Bayes-Adaptive POMDPs - 2007

Details

Title : Bayes-Adaptive POMDPs Author(s): Ross, Stephane and Chaib-draa, Brahim and Pineau, Joelle Link(s) : https://papers.nips.cc/paper/2007/hash/3b3dbaf68507998acd6a5a5254ab2d76-Abstract.html

Rough Notes

Authors present a new model to extend ideas within Bayesian Reinforcement Learning from Markov Decision Processes (MDPs) to Partially Observable MDPs (POMDPs).

Bayesian RL takes into account the uncertainty in the model parameters during planning whilst learning their values through experience. They have been applied to MDPs, and this paper aims to go further to the POMDP setting, where there are 2 challenges:

How to update Dirichlet parameters when the state is a hidden variable.
How to approximate the infinite dimensional belief space to perform belief monitoring and compute the optimal policy.

This paper tackles the first problem by including the Dirichlet parameters in the state space and maintaining belief states over these parameters, and the second problem by bounding the space of Dirichlet parameters to a finite subspace necessary for \(\epsilon\) -optimal solutions.

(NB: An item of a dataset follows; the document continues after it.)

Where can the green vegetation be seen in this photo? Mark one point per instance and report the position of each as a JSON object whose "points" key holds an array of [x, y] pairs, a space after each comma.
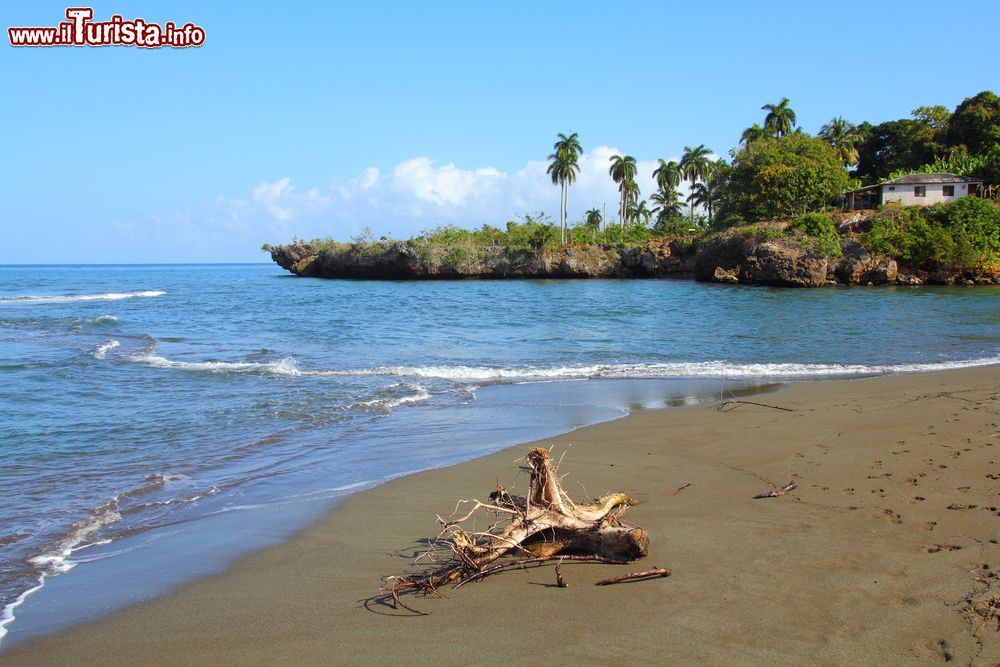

The authors assume finite and known state, action and observation spaces, and partially/un-known transition and observation probabilities. The reward function is known. To model the uncertainty in the transition parameters \(T^{sas'}=P(S_{t+1}=s'|S_t=s,A_t=a)\) and observation parameters \(O^{saz}=P(Z_t=z|S_t=s,A_{t-1}=a)\), Dirichlet distributions are used.